Earlier in this series of posts I said that Arizona's draconian immigration law would be overturned the minute some rich white couple was arrested and harassed.  Digby reminds us that there's a good chance that the harassment part of whites in Arizona who will protest this law is going to happen (think cops and white civil rights protesters in the South in the 60's) and that Arizona's hardest cops like infamous Maricopa County Sheriff Joe Arpaio are going to be doing it in order to intimidate anyone to keep people from criticizing them.
The MCSO (Maricopa County Sheriff’s Office) uses physical intimidation against anyone they see as a critic. They’ve parked unmarked cars across the street from the home of the State Attorney General (Terry Goddard). Maricopa County residents have paid tens of millions in lawsuit settlements because of use of force in Arpaio’s lockup (a tent city, inmates forced to wear pink underwear-- not kidding).

Item: Last year Arpaio and County Attorney Andy Thomas filed a civil RICO lawsuit against all the Maricopa County Supervisors, four of the state Judges for the Maricopa County jurisdiction, plus various county employees, supposedly over corruption in building a new courthouse office building in Phoenix. (Dropped 2 weeks ago, Thomas resigned and is running for state AG.) Not one shred of evidence was ever offered. Item: County Supervisor Don Stapley was arrested in the county parking structure in Phoenix and booked, because they filed charges against him related to non-disclosure of financial transactions on disclosure forms.
And these guys will soon get free reign to go after anyone they have a reasonable suspicion of being an illegal...or any under suspicion of helping them.  What's coming in Arizona later this year is going to be shocking to many Americans.  Of course there are Arizona cops in on the bill.  As far as outfits like the MCSO go, it's open season.

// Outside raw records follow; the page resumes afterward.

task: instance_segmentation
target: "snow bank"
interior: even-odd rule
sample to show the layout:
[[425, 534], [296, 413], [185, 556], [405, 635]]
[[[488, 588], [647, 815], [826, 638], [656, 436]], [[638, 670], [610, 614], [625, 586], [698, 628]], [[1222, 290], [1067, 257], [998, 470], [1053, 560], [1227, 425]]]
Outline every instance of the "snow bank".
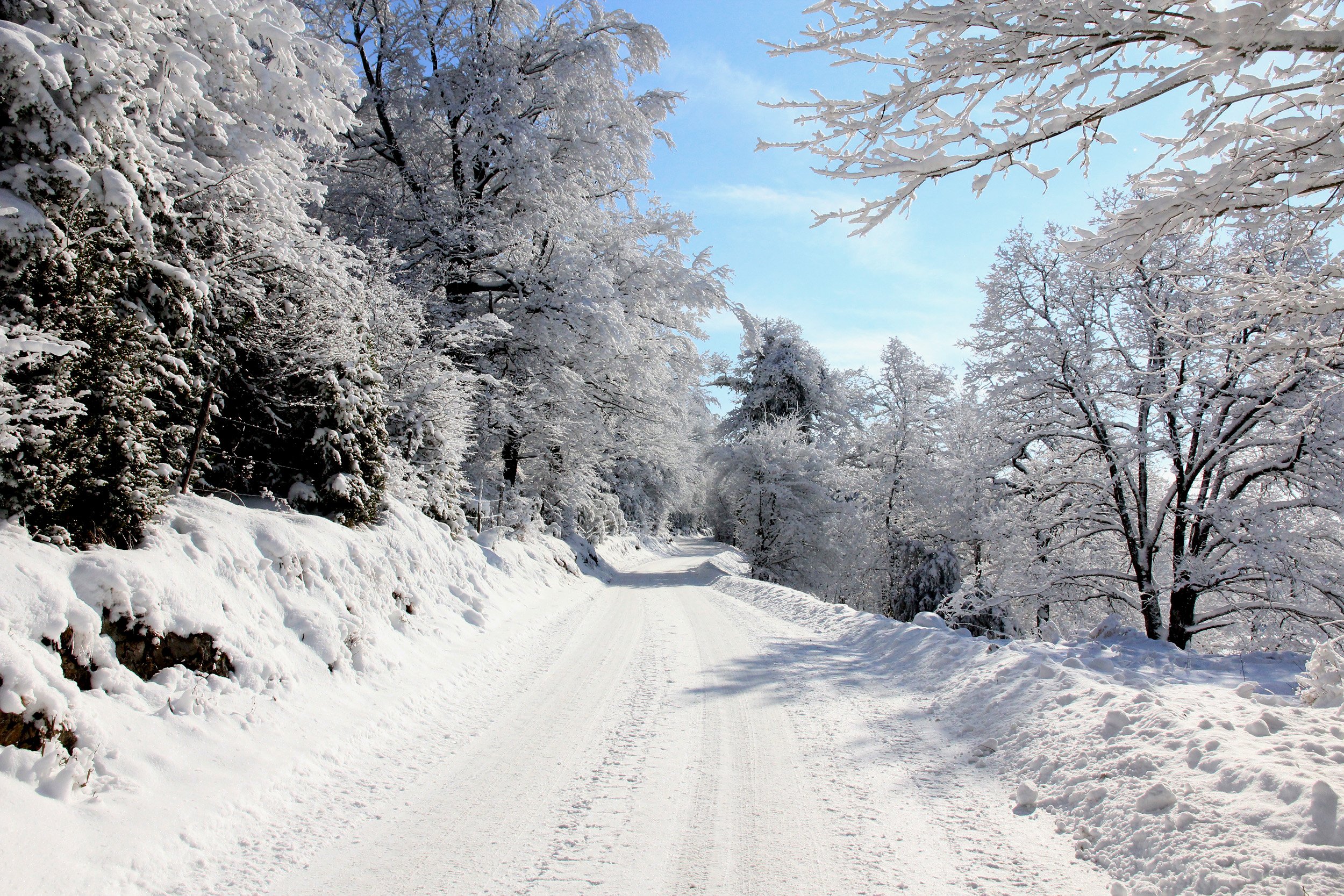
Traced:
[[[4, 892], [54, 892], [22, 877], [43, 856], [48, 875], [138, 862], [141, 877], [95, 889], [146, 892], [144, 866], [180, 858], [136, 857], [156, 841], [148, 829], [208, 827], [249, 786], [340, 752], [353, 717], [406, 712], [399, 701], [433, 685], [454, 645], [597, 587], [540, 535], [454, 540], [405, 505], [351, 531], [202, 497], [173, 500], [133, 551], [63, 551], [0, 525], [0, 720], [59, 728], [73, 746], [0, 748], [0, 841], [27, 856], [7, 861]], [[231, 674], [173, 666], [142, 680], [106, 634], [116, 625], [212, 643]]]
[[1004, 811], [1051, 813], [1116, 893], [1344, 888], [1344, 719], [1293, 696], [1300, 656], [1185, 654], [1124, 629], [988, 641], [741, 575], [715, 587], [927, 695], [954, 748], [1003, 775]]
[[642, 532], [617, 535], [603, 539], [593, 547], [594, 555], [612, 570], [628, 570], [650, 557], [668, 557], [676, 553], [672, 541]]

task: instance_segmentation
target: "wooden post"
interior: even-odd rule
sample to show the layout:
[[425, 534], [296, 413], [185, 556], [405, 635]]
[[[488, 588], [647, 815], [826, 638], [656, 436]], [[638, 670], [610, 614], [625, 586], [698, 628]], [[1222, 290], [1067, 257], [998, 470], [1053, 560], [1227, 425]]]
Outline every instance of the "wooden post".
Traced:
[[187, 494], [191, 488], [191, 472], [196, 466], [196, 455], [200, 454], [200, 442], [206, 438], [206, 426], [210, 424], [210, 402], [215, 398], [215, 384], [206, 387], [206, 395], [200, 399], [200, 416], [196, 418], [196, 438], [191, 441], [191, 455], [187, 458], [187, 469], [181, 474], [181, 493]]

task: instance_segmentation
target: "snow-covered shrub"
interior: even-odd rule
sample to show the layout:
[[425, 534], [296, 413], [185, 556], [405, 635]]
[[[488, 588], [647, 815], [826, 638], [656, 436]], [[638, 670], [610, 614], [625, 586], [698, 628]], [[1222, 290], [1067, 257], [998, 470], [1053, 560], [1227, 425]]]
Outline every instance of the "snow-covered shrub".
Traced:
[[1298, 685], [1305, 704], [1322, 709], [1344, 705], [1344, 638], [1317, 645]]

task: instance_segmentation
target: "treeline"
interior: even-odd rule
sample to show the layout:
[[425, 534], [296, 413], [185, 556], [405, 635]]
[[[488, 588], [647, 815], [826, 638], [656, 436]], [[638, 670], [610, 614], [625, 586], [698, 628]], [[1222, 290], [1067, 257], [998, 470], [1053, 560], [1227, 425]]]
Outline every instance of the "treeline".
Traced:
[[1296, 645], [1344, 610], [1344, 316], [1267, 309], [1324, 240], [1172, 235], [1126, 263], [1015, 232], [957, 383], [892, 340], [837, 371], [749, 332], [710, 516], [755, 575], [911, 619]]
[[0, 19], [7, 516], [129, 545], [185, 482], [593, 533], [699, 496], [723, 290], [648, 192], [677, 99], [630, 86], [653, 28], [517, 0]]

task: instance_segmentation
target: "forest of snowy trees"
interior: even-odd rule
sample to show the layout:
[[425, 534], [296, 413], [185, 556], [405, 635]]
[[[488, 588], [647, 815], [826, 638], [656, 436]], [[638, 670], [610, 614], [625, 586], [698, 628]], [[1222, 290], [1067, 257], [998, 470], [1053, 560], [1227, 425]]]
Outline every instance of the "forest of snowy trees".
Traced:
[[688, 505], [723, 285], [648, 191], [653, 28], [508, 0], [0, 21], [0, 498], [31, 532], [129, 545], [188, 488], [458, 529]]
[[[0, 3], [0, 502], [134, 545], [175, 492], [347, 525], [712, 529], [762, 579], [976, 633], [1120, 614], [1292, 645], [1344, 613], [1340, 16], [848, 0], [777, 54], [875, 69], [784, 103], [890, 195], [1075, 163], [1191, 91], [1094, 222], [982, 259], [965, 371], [839, 369], [737, 309], [650, 191], [676, 94], [598, 3]], [[899, 39], [898, 39], [899, 35]], [[894, 184], [894, 185], [892, 185]], [[1087, 226], [1073, 228], [1070, 226]], [[707, 387], [735, 396], [722, 416]]]

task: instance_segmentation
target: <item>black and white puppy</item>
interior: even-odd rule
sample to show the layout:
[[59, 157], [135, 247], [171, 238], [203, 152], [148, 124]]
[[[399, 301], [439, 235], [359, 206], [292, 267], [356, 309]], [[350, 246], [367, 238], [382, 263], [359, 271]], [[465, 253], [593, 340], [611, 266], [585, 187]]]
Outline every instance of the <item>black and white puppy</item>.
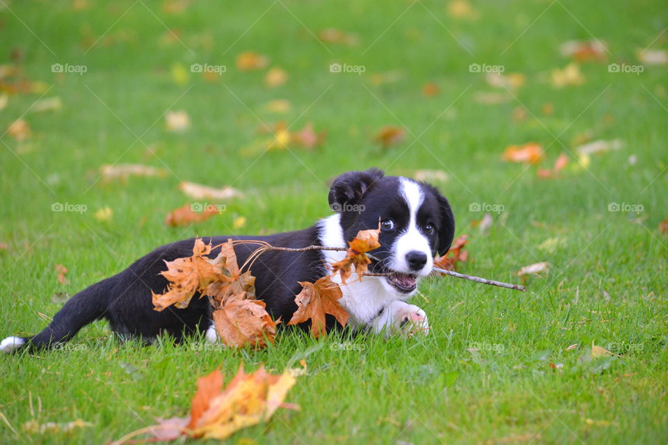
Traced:
[[[445, 253], [452, 242], [454, 219], [447, 200], [432, 186], [384, 176], [372, 168], [338, 177], [329, 191], [329, 204], [336, 213], [303, 230], [268, 236], [205, 237], [203, 241], [214, 245], [232, 238], [290, 248], [347, 247], [347, 241], [358, 231], [376, 229], [380, 220], [381, 246], [370, 252], [375, 259], [369, 270], [391, 275], [364, 277], [359, 281], [353, 274], [348, 284], [341, 286], [340, 302], [355, 328], [390, 333], [407, 321], [427, 327], [424, 312], [406, 300], [415, 293], [419, 280], [431, 271], [434, 254]], [[153, 309], [151, 291], [161, 293], [167, 286], [166, 279], [159, 275], [166, 269], [164, 261], [189, 257], [193, 243], [189, 239], [158, 248], [118, 275], [74, 296], [37, 335], [8, 337], [0, 343], [0, 350], [52, 348], [101, 318], [108, 320], [111, 329], [122, 338], [138, 337], [150, 343], [163, 333], [180, 340], [184, 334], [205, 332], [209, 340], [216, 341], [207, 298], [193, 298], [185, 309], [170, 307], [161, 312]], [[239, 264], [256, 248], [234, 246]], [[216, 249], [211, 256], [217, 254]], [[328, 275], [326, 265], [344, 255], [345, 252], [324, 250], [265, 252], [253, 265], [257, 298], [264, 301], [274, 318], [289, 320], [297, 309], [295, 296], [301, 291], [297, 282], [315, 282]], [[337, 275], [334, 280], [338, 280]], [[331, 329], [336, 322], [330, 317], [327, 316], [327, 325]]]

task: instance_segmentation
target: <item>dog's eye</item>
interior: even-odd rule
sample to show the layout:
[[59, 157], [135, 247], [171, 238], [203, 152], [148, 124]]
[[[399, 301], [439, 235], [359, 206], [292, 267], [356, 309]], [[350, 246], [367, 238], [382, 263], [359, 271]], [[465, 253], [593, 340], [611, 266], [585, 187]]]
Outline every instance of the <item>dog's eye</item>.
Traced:
[[381, 221], [381, 227], [383, 229], [383, 230], [394, 230], [395, 222], [390, 218], [383, 220]]

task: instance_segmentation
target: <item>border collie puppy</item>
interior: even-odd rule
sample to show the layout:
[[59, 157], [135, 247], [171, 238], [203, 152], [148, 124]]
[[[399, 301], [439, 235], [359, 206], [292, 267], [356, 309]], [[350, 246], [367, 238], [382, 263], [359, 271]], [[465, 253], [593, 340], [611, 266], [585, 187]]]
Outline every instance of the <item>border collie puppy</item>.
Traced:
[[[338, 177], [329, 191], [329, 204], [336, 213], [303, 230], [268, 236], [202, 239], [214, 245], [231, 238], [290, 248], [347, 247], [347, 241], [358, 231], [376, 229], [380, 220], [381, 245], [370, 252], [375, 259], [369, 271], [390, 275], [366, 276], [359, 281], [353, 274], [347, 285], [341, 286], [343, 297], [340, 301], [350, 314], [353, 327], [390, 333], [409, 321], [428, 327], [424, 311], [406, 300], [415, 293], [418, 280], [431, 271], [434, 254], [445, 253], [452, 242], [454, 219], [447, 200], [432, 186], [384, 176], [381, 170], [372, 168]], [[67, 341], [81, 327], [100, 318], [108, 320], [112, 330], [122, 338], [138, 337], [150, 343], [161, 333], [180, 340], [184, 334], [205, 332], [209, 340], [216, 341], [207, 298], [196, 296], [185, 309], [153, 309], [151, 291], [161, 293], [167, 287], [167, 280], [159, 275], [166, 270], [165, 261], [191, 256], [193, 243], [193, 239], [188, 239], [158, 248], [118, 275], [74, 296], [37, 335], [8, 337], [0, 343], [0, 350], [9, 353], [24, 347], [31, 350], [50, 348]], [[235, 245], [239, 264], [257, 247]], [[212, 257], [218, 254], [218, 249], [211, 253]], [[315, 282], [328, 275], [326, 265], [345, 254], [328, 250], [267, 252], [253, 265], [257, 298], [264, 301], [274, 318], [289, 320], [297, 309], [295, 296], [302, 289], [297, 282]], [[334, 278], [339, 283], [340, 280], [337, 275]], [[336, 325], [331, 316], [327, 316], [327, 325], [328, 329]]]

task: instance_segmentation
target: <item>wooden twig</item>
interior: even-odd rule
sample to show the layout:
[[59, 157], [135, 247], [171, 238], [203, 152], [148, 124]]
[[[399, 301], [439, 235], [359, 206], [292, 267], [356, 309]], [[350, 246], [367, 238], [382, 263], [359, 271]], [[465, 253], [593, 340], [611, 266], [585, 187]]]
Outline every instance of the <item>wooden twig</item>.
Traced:
[[500, 282], [500, 281], [495, 281], [493, 280], [487, 280], [486, 278], [481, 278], [480, 277], [466, 275], [463, 273], [459, 273], [459, 272], [454, 272], [454, 270], [447, 270], [446, 269], [441, 269], [440, 268], [438, 268], [438, 267], [434, 268], [434, 271], [438, 272], [439, 273], [445, 273], [445, 275], [456, 277], [457, 278], [463, 278], [464, 280], [475, 281], [477, 283], [484, 283], [485, 284], [489, 284], [490, 286], [498, 286], [499, 287], [504, 287], [507, 289], [515, 289], [516, 291], [524, 291], [527, 290], [527, 289], [524, 286], [520, 286], [519, 284], [511, 284], [509, 283], [504, 283], [503, 282]]

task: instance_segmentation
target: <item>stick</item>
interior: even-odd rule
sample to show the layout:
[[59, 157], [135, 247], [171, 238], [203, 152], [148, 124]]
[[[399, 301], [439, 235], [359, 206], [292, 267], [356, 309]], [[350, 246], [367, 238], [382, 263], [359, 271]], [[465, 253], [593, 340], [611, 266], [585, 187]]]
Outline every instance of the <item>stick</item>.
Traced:
[[465, 275], [463, 273], [459, 273], [459, 272], [454, 272], [453, 270], [447, 270], [445, 269], [441, 269], [440, 268], [435, 267], [434, 268], [434, 272], [438, 272], [440, 273], [445, 273], [446, 275], [452, 275], [453, 277], [456, 277], [457, 278], [463, 278], [464, 280], [468, 280], [470, 281], [475, 281], [477, 283], [484, 283], [485, 284], [489, 284], [490, 286], [498, 286], [499, 287], [504, 287], [508, 289], [515, 289], [516, 291], [526, 291], [527, 289], [524, 286], [520, 286], [519, 284], [510, 284], [509, 283], [504, 283], [500, 281], [495, 281], [493, 280], [487, 280], [486, 278], [481, 278], [480, 277], [474, 277], [472, 275]]

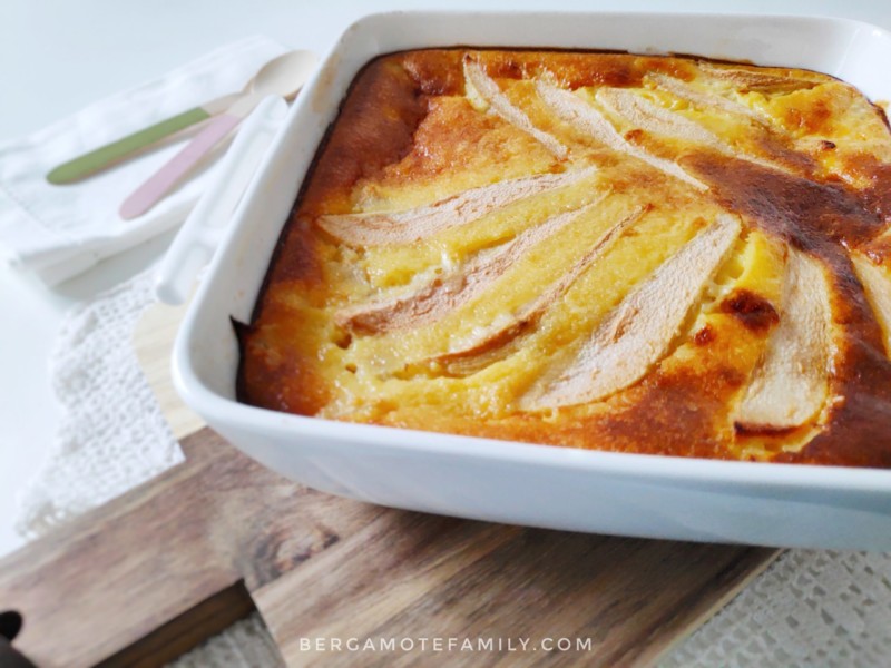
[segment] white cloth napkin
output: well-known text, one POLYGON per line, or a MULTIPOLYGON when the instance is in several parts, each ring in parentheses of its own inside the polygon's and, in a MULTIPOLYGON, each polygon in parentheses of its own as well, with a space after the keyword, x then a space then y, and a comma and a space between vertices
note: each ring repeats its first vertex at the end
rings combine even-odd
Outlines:
POLYGON ((77 184, 53 186, 46 175, 109 141, 241 90, 264 62, 284 51, 265 37, 243 39, 0 146, 0 252, 56 285, 180 224, 213 178, 213 164, 138 218, 124 220, 117 210, 187 139, 77 184))

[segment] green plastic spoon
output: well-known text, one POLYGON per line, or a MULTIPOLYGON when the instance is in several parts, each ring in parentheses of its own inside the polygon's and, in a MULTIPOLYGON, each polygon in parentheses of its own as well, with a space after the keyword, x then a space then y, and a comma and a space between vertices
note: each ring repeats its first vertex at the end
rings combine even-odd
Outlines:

The only good news is that the law will go into effect in August or September, right in time for the heart of campaign season.  If Obama and lawmakers don't act by then on immigration, then they won't get a chance to until the lame duck session in November/December after the election.  By then it may be too late.  But news of mass arrests and deportations in Arizona just in time for Labor Day may at least have the saving grace of mobilizing the Democratic base.

But odds are we're going to see something truly nasty in the fall.